Genetic Testing for Cancer

Both germline mutation and somatic mutation can play key roles in causing cancers. Genetic tests help reveal mutations that may relate to the occurrence of cancers, hence, to understand the diagnosis, treatment, and prevention strategies of the disease.

Genetic tests can be used in different ways related to cancers. For example, some tests reveal germline mutations in healthy individuals for cancer risk prediction, while some reveal somatic mutations in cancer patients for matching cancer therapy as well as deciding the appropriate targeted drugs or immunotherapies. Let’s find out what hereditary cancer is about!

Genetic Testing for Hereditary Cancer Risk: What are Germline mutations?

Germline mutations are variants inherited from birth and they can exist in every body cell. A predictive genetic test can evaluate the lifetime risk of having specific cancer by identifying the inherited germline mutations.

Understanding Familial Risk for Cancer:

According to National Cancer Institute in the US, knowing if a person has a cancer predisposing gene mutation may help prevent, diagnose, and treat cancer1. In terms of genetic contribution, breast, bowel, stomach and prostate cancer among all cancer types can be strongly influenced by genes and can run in families2, ranging from 10 to 20%3.

For high-risk groups (people with a strong family cancer history), a predictive genetic test can help determine if they carry a gene mutation linked to a higher lifetime risk of developing certain types of cancer. For people having family members known to have an inheritable gene mutation, the tests can reveal if they carry the same genetic mutation. Healthy individuals with positive test results (which means carrying an inherited gene mutation) can consider starting corresponding cancer screening as soon as possible and screening more frequently. With genetic information on hand, individuals can consult medical professionals to plan for cancer preventative treatments to intervene before cancers occur. Other than that, individuals can make certain lifestyle changes to lower the cancer risk.

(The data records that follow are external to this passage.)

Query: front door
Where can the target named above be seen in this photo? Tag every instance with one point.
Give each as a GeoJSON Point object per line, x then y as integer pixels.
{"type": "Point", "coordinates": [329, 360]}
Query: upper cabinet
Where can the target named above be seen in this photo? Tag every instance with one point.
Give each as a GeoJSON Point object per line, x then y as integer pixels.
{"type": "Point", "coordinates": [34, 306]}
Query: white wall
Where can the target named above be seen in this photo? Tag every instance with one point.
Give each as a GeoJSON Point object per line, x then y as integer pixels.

For people already diagnosed with cancer, testing for germline mutation can check if cancer might have been caused by an inherited mutation within the family which can be beneficial to the patients’ treatment as well. For example, patients with higher-risk forms of BRCA1/2 mutations associated with inherited breast cancer, ovarian cancer, pancreatic cancer and prostate cancer are highly sensitive to 3 FDA-approved PARP inhibitors. On top of that, the result may help their family members to consider their need to take a genetic test.

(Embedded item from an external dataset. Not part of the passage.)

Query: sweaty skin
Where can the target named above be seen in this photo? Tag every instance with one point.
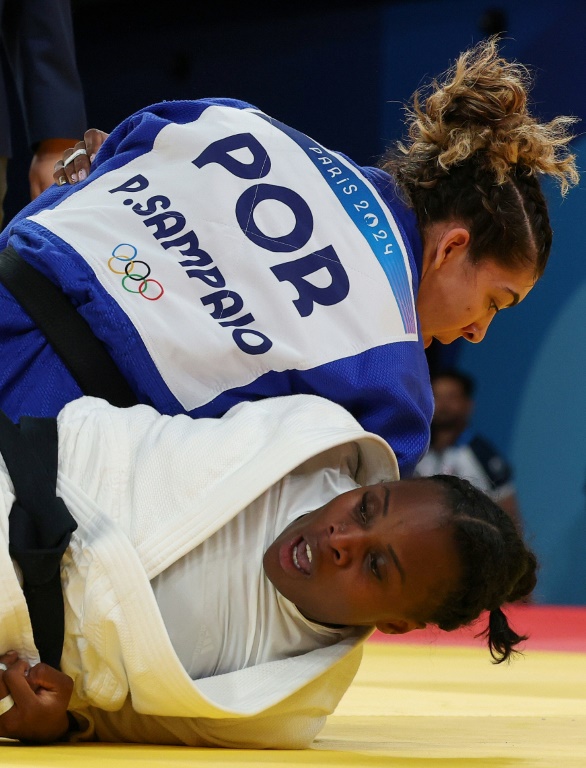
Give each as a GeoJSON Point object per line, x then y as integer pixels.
{"type": "Point", "coordinates": [381, 555]}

  1. National Cancer Institute. Cancer predisposing gene mutation. Available at:
  2. NHS. Predictive genetic tests for cancer risk genes. Available at:
  3. Samadder, N. J., Riegert-Johnson, D., Boardman, L., Rhodes, D., Wick, M., Okuno, S., Kunze, K. L., Golafshar, M., Uson, P. L., Mountjoy, L., Ertz-Archambault, N., Patel, N., Rodriguez, E. A., Lizaola-Mayo, B., Lehrer, M., Thorpe, C. S., Yu, N. Y., Esplin, E. D., Nussbaum, R. L., … Stewart, A. K. (2021) ‘Comparison of Universal Genetic Testing vs guideline-directed targeted testing for patients with hereditary cancer syndrome’, JAMA Oncology, 7(2), pp. 230.